April 17, 2014

SQL SERVER: SSIS – Merge Join Transformation

Now, let’s have a look at functionality of Merge Join Transformation task in SSIS.

Benefit of using Merge join is, input datasets can be combination of any two datasets from (Excel file, XML file, OLEDB table, Flat file).Output can be result of INNER, LEFT Outer, or FULL Outer Join on both the datasets.

Merge Join Transformation has two inputs and one output. It does not support an error output.

Use of Merge Join Transformation:

Merge Join is a two-step process.
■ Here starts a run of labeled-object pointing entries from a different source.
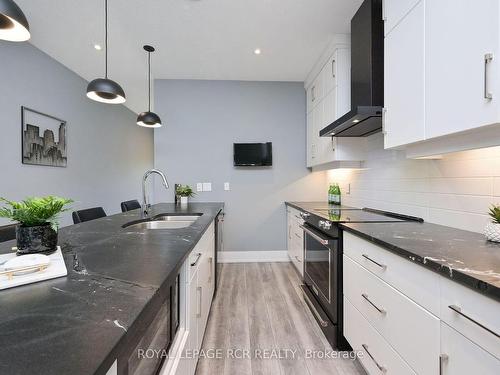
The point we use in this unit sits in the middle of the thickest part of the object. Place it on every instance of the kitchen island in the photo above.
(117, 280)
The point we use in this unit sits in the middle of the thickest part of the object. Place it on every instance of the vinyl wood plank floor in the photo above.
(260, 325)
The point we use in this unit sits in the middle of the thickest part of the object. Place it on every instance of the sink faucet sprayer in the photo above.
(145, 204)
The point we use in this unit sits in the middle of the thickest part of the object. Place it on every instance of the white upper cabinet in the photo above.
(442, 74)
(404, 72)
(461, 87)
(394, 11)
(328, 98)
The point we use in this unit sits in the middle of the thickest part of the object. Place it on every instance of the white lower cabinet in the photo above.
(376, 355)
(410, 329)
(392, 324)
(198, 289)
(460, 356)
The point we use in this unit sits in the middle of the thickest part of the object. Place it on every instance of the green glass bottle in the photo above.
(330, 195)
(336, 194)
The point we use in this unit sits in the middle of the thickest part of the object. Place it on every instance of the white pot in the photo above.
(492, 232)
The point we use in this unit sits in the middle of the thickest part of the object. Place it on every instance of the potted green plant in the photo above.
(184, 192)
(38, 222)
(492, 230)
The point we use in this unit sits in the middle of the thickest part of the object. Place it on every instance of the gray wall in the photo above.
(202, 119)
(107, 152)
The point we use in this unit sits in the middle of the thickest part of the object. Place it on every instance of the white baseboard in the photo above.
(252, 256)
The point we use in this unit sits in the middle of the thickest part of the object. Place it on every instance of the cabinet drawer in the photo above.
(414, 281)
(463, 357)
(389, 311)
(377, 356)
(394, 11)
(475, 316)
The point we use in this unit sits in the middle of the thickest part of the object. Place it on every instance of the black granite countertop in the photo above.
(78, 324)
(463, 256)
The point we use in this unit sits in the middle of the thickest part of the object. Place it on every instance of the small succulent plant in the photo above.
(495, 214)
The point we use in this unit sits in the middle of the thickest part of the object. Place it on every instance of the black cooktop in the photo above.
(351, 215)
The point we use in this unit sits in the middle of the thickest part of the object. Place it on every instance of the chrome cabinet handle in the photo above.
(198, 256)
(210, 262)
(200, 290)
(321, 240)
(380, 310)
(487, 60)
(382, 369)
(321, 321)
(383, 266)
(384, 112)
(442, 359)
(458, 310)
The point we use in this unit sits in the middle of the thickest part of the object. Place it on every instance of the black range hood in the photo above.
(367, 75)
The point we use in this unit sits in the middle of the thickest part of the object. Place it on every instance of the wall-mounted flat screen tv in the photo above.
(253, 154)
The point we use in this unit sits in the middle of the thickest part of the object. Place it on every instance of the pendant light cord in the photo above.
(149, 81)
(106, 37)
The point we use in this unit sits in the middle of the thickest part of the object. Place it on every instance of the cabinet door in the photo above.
(404, 78)
(459, 33)
(310, 139)
(394, 11)
(460, 356)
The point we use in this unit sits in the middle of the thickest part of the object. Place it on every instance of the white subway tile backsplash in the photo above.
(456, 190)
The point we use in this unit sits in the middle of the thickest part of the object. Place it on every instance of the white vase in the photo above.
(492, 232)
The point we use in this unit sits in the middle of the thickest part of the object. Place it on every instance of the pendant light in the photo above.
(149, 119)
(14, 26)
(105, 90)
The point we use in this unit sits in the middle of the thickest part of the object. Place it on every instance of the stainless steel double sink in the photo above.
(165, 221)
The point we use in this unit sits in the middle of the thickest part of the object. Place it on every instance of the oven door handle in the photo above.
(317, 237)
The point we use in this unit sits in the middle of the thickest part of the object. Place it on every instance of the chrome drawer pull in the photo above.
(488, 58)
(442, 359)
(458, 310)
(382, 369)
(323, 323)
(380, 310)
(383, 266)
(198, 256)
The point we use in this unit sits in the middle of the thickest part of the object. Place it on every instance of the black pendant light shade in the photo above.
(105, 90)
(14, 26)
(149, 119)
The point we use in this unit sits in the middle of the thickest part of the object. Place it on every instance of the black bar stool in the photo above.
(130, 205)
(88, 214)
(8, 232)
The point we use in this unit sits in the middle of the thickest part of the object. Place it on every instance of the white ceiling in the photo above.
(195, 39)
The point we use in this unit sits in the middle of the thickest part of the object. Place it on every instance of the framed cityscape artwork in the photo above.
(43, 139)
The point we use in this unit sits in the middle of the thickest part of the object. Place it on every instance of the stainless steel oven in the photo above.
(322, 287)
(320, 264)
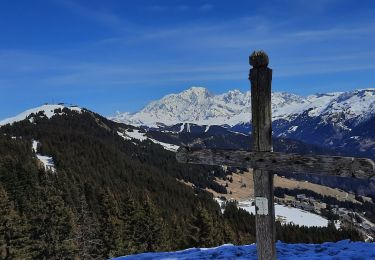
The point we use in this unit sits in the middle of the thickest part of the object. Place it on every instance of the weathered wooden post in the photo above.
(260, 78)
(264, 161)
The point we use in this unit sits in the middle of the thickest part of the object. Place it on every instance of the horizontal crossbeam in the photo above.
(281, 162)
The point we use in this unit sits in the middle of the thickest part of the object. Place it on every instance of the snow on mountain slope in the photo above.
(291, 215)
(47, 110)
(340, 250)
(197, 105)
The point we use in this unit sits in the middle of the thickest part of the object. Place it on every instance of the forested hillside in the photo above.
(110, 196)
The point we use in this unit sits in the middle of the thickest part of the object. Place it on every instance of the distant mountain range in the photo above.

First step is to sort both the input datasets(tables) in the same order, and the second step is apply merge join on the common key.Here rows from both the sorted inputs get matched together.

To Understand Merge Join Transformation in better way, lets take an example with various configuration parameters in SSIS.

1. Create sample tables:

Now we will create input tables named “Department” and “Employee” in Test database.

  1: CREATE TABLE Department
  2: (
  3: 	Dept_No INT
  4: 	,Dept_Name VARCHAR(50)
  5: 	,Location VARCHAR(50) 
  6: 	CONSTRAINT PK_DEPT PRIMARY KEY (Dept_No)
  7: )
  8:  
  9: INSERT INTO Department VALUES (10, 'ACCOUNTING', 'Mumbai')
 10: INSERT INTO Department VALUES (20, 'RESEARCH',   'Delhi')
 11: INSERT INTO Department VALUES (30, 'SALES',      'Mexico')
 12: INSERT INTO Department VALUES (40, 'OPERATIONS', 'Sydney')
 13: GO
 14: 
 15: CREATE TABLE Employee
 16: (	
 17: 	Emp_No INT NOT NULL
 18: 	,Emp_Name VARCHAR(100)
 19: 	,Designation VARCHAR(50)
 20: 	,Manager INT
 21: 	,JoinDate DATE DEFAULT GETDATE()
 22: 	,Salary INT
 23:     ,Dept_No INT
 24:     CONSTRAINT PK_Employee PRIMARY KEY (Emp_No)
 25:     ,CONSTRAINT FK_Dept_No FOREIGN KEY (Dept_No) REFERENCES Department(Dept_No)
 26: )
 27: 
 28: INSERT INTO Employee
 29: 		(Emp_No,Emp_Name,Designation,Manager,Salary,Dept_No)
 30:  VALUES
 31:     (101, 'Tejas', 'MANAGER', 104, 4000, 20)
 32:     ,(102, 'Michel', 'ANALYST', 101, 1600,  30)
 33:     ,(103, 'Mark', 'DEVELOPER',102, 1250,  30)
 34:     ,(104, 'James', 'DIRECTOR',106, 2975,  10)
 35:     ,(105, 'Raj', 'ANALYST',7566, 3000,  20)
 36:     ,(106, 'TechnoBrains', 'PRESIDENT', NULL, 5000, 40)
 37: GO

2. Create Data Source Connection:

Select and drag “Data Flow Task”, from “Control Flow Items” to designer surface. Then double click it and Create a New OLEDB connection.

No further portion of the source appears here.